Nobody is perfect, and it’s a rare person who hasn’t had a single financial misstep. Nonetheless, it’s frustrating for many to discuss finances. It’s actually one of the most commonly-cited top reasons that people get divorced or break up. The actual roots of the complication probably lie in something deeper--control, security, self-esteem, etc.--but it usually manifests itself through money discussions.
Regardless of where the roots of a blow up over finances might come from, the best way to avoid a fight coming out of a discussion about finances is to keep the communications open and honest. Money Under Thirty offers these five tips to have better conversation about money with your partner:
1. Agree to Disagree
Everyone inherently views certain things in different ways, and money is one of those things. The key is understanding those different views and learning how to work together. For example, your partner might see an opportunity to make a large purchase with zero interest as a can’t miss opportunity. You might prefer to wait and save the money to buy it outright versus spreading the loan out and potentially paying a high interest rate if you can’t make the payments. Talk with your partner about the pros and cons and get on the same page. You’re both *right* in a sense, you just need to go with the option that makes sense for each individual situation.
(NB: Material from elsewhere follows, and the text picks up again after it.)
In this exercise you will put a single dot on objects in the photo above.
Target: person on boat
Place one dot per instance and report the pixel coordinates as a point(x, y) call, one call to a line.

2. Don’t Make It A Big Deal
You don’t need to have a big money talk every day, but having a small touch base regularly can help avoid surprises and issues down the road. If you wait until something is wrong (or worse, something you’ve hid becomes public)then it leads to other feelings - or worse, more fights. Make money discussions part of your regular discussions and it loses some of its mystery.
3. Utilize Your Strengths
Focus on the positives each of you bring to the table when it comes to finances. If one of you is a natural bookkeeper, then allow them to run the numbers and take the lead on the bills. If the other one is a little more practical and less impulsive about purchases, they can hold onto the debit card and steer the long term planning.
4. Talk About Value
Understand the things your partner values and vice versa. For example, if you love live music then dropping a large sum on Beyoncé tickets doesn’t seem like an unnecessary or useless expense. By that same token, though, if your partner drops the same sum on a wardrobe update--something on which they place high value--you need to understand that. Make sure you understand what each of you values rather than strictly going by the numbers.
How serious is financial infidelity? For some couples, it’s equivalent to cheating. The damage it can cause is real and can cause distrust and stress in relationships. The answer to avoiding this is easy: tell the truth. Bring these values to your conversations about money and any financial woes in your relationship is sure to get better. Be honest and understanding, and most importantly, do so without judgement. Money is only a touchy subject if you let it be.